BY ASC Haruna Isa
Radio is a powerful medium for celebrating humanity in all its diversity and constitutes a platform for democratic discourse. At the global level, radio remains the most widely consumed medium. This unique ability to reach out the widest audience means radio can shape a society’s experience of diversity, stand as an arena for all voices to speak out, be represented and heard. Radio stations should serve diverse communities, offering a wide variety of programs, viewpoints, and content, and reflect the diversity of audiences in their organisations and operations.
WHAT THEN IS RADIO?
Radio is the technology of signaling and communicating using radio waves. Radio waves are electromagnetic waves of frequency between 30 hertz (Hz) and 300 gigahertz (GHz). They are generated by an electronic device called a transmitter connected to an antenna, which radiates the waves, and received by a radio receiver connected to another antenna.
Radio is uniquely positioned to bring communities together and foster positive dialogue for change. By listening to its audience and responding to their needs, radio services provide the diversity of views and voices needed to address the challenges we all face.

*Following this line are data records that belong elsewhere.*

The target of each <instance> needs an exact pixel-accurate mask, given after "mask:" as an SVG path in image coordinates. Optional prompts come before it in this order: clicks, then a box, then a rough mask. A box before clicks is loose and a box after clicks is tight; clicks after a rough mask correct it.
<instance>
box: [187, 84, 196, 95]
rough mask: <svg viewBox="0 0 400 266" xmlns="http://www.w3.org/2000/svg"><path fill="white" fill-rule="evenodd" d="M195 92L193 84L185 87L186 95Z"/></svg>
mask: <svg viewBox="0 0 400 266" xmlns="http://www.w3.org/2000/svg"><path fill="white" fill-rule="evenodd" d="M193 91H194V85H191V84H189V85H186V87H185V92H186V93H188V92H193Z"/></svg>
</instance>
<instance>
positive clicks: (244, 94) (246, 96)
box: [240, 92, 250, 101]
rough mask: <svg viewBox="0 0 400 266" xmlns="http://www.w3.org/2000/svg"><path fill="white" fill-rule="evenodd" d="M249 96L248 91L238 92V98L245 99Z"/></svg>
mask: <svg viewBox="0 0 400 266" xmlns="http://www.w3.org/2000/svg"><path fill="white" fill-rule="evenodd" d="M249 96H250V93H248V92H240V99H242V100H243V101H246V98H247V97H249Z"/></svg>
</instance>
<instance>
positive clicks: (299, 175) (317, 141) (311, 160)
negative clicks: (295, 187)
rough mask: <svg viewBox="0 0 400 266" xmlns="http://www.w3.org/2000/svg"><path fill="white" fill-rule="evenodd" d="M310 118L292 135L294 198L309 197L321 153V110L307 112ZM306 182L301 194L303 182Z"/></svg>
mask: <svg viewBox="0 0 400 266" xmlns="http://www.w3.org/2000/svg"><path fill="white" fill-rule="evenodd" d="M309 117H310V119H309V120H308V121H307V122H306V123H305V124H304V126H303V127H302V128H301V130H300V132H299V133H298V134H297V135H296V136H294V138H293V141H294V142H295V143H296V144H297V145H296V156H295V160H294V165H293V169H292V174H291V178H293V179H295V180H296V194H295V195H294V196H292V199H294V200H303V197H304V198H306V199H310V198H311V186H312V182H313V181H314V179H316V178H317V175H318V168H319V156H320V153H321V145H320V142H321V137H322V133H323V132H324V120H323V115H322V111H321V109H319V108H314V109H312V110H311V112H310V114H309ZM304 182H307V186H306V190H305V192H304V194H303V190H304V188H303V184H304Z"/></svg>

On 14 January 2013, the United Nations General Assembly formally endorsed UNESCO’s proclamation of World Radio Day. During its 67th Session, the UN General Assembly adopted a resolution proclaiming 13 FEBRUARY AS WORLD RADIO DAY.
The objectives of the Day are to raise greater awareness among the public and the media of the importance of radio; to encourage decision-makers to establish and provide access to information through radio; as well as to enhance networking and international cooperation among broadcasters.
Meanwhile, the Nigerian Correctional Service is statutorily expected to take into lawful custody all those duly certified to be so kept by courts of competent jurisdiction, Produce suspects and other offenders in courts as and when due, Identify the causes of their anti-social disposition, set in motion mechanisms for their training and reform, to return them to the society as law-abiding citizens at discharge and administer Correctional Farms and Industries for this purpose and in the process generate revenue for the government.
The purpose of corrections is to separate criminals from the society in which they would operate. Corrections operate as part of the criminal justice system, providing housing and programs for offenders who have been convicted of crimes that necessitate the loss of freedom for the offender.
As such, the Correctional radio station provides people in custody and correctional staff with the opportunity to discuss issues related to corrections, offence, rehabilitation as well as increase inmates’ contact with the outside world, is a key factor in improving mental health and reducing feelings of isolation.
National Prison Radio (NPR), now Correctional Radio was the world’s first national radio station for prisoners. It is run by the Prison Radio Association (PRA), a charity, in partnership with Her Majesty’s Prison Service and the National Offender Management Service (NOMS). It broadcasts 24 hours a day, seven days a week to inmates in over 100 establishments across England and Wales. Inmates receive the service as an audio channel via in-cell TV systems. It is available to over 80,000 inmates.
It aims to reduce re-offending by engaging inmates in education and discussion, helping people in custody to develop strategies for dealing with the issues that led them to custody. The station’s programmes are presented and produced by serving inmates working alongside the PRA’s staff of professional radio producers.
Likewise, Radio has impacted on correctional service by helping to reduce re-offending by providing information vital for progressing successfully through a correctional sentence. It promotes educational opportunities, discussion of issues related to crime and justice, as well as messages and requests from inmates’ families and friends.
Custodial Radio aims to help inmates face up to the effects their actions have had on themselves, their families, victims, and society as a whole, encouraging them to see the correctional centre as a place of positive change. It offers positive peer influence directly to inmates in their cells, in a way that no other intervention can.
Through Radio, the inmates get access to information on accommodation; education; training and employment; health; drugs and alcohol; finance, benefits and debt; children and families; attitudes, thinking and behaviour.
On this World Radio Day, let us recognise the enduring power of radio to promote reformation, rehabilitation, and reintegration of offenders to help build a more peaceful and inclusive world.